Furthermore, the complex relationship farming has with nature must be respected and the ensuing role it will have to play in our adaptation strategies cannot be ignored. Across other sectors of industry ‘efficiency’ has been freely used as a substitute for ‘sustainability’. The same is not true when we talk about agriculture. Where the Green Revolution may have multiplied production tenfold, it also compromised the ecological integrity of our agroecosystems and intensified biodiversity loss, land degradation and the overall impacts of climate change.
Therefore, our food systems must find a way to leverage innovation, automation and mechanization without undermining the role rural workers will have to play in maintaining a socio-economically sound agricultural model. Climate Smart Agriculture (CSA) is an example of what this could look like. CSA solutions take context and climate-specific opportunities and constraints into account to deliver farming practices that improve productivity, reduce climate-risk exposure and maximize carbon sequestration & habitat protection. Importantly, it does not work to replace traditional farming systems but rather reorient and augment existing practices in a manner that builds overall resilience.

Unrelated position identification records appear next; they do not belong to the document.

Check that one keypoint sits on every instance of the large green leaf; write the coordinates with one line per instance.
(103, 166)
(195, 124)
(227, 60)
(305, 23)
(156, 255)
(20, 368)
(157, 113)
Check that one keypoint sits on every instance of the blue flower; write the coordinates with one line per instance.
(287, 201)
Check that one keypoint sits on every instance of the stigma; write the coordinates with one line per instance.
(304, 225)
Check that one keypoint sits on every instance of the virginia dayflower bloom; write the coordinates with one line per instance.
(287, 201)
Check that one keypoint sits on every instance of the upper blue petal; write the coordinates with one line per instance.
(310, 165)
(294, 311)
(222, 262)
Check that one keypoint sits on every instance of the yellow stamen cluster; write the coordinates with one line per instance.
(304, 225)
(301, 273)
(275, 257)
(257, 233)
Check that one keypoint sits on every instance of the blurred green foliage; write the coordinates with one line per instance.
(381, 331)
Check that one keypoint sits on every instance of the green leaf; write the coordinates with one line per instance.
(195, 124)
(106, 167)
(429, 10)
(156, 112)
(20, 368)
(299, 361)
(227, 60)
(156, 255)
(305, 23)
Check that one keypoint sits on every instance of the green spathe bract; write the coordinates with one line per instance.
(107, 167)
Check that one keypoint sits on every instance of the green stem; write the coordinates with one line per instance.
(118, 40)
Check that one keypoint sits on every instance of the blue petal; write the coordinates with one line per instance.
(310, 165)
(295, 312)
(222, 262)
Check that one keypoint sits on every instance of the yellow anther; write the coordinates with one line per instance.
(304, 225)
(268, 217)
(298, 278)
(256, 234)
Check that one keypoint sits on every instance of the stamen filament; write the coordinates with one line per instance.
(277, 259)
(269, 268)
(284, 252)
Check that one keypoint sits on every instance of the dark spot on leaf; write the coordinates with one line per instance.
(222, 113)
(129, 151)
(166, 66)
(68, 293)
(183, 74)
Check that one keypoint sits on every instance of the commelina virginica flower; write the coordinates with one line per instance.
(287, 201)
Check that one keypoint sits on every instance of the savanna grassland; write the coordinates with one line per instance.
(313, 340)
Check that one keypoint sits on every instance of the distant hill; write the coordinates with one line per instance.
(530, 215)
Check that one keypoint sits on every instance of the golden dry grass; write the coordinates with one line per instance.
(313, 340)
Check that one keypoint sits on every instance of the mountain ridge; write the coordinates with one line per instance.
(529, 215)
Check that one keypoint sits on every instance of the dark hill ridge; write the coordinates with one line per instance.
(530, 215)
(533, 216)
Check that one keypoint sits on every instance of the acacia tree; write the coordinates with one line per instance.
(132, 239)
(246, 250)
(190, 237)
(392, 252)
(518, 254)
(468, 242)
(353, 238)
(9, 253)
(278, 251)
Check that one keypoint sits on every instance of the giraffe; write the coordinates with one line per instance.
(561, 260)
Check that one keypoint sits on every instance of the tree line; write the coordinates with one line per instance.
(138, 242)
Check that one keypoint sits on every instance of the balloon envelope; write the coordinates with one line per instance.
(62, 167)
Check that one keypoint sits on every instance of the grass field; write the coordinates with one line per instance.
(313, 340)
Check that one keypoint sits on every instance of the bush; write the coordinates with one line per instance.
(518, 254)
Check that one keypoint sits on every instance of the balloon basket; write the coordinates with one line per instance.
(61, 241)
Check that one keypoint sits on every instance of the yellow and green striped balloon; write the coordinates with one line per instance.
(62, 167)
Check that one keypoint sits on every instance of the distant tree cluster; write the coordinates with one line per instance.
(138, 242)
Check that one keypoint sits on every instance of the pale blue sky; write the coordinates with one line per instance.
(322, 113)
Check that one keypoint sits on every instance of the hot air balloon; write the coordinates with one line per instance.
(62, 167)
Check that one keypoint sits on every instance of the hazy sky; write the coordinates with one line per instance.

Regenerative Agriculture (RA) is another part of the solution to this climate resilience problem and is defined as any production system which aims to generate lower, or even a net-positive, environmental impact. Many aspects of RA find their roots in traditional and indigenous modes of farming and this serves as another poignant reminder that optimization and efficiency does not necessarily mean sustainability. Reminding ourselves of the role nature-based solutions will have to play in us achieving the Paris Agreement Goals, reassert the importance of land-use initiatives like Regenerative Agriculture. By isolating aspects such as soil health, cropping systems and irrigation methods, “High-Yielding, Resilient & Adaptative Practices (HYRAP)” (which meet both climate and livelihood constraints) can be employed.
Climate Resilient Agriculture must consider the human element as the crux of the problem when looking to deploy accessible and scalable resiliency to our food systems. This will enable us to reach solutions that actively respect the long-term health of our agroecosystems’ biodiversity and stability; ultimately resulting in a more sustainable food system for us all.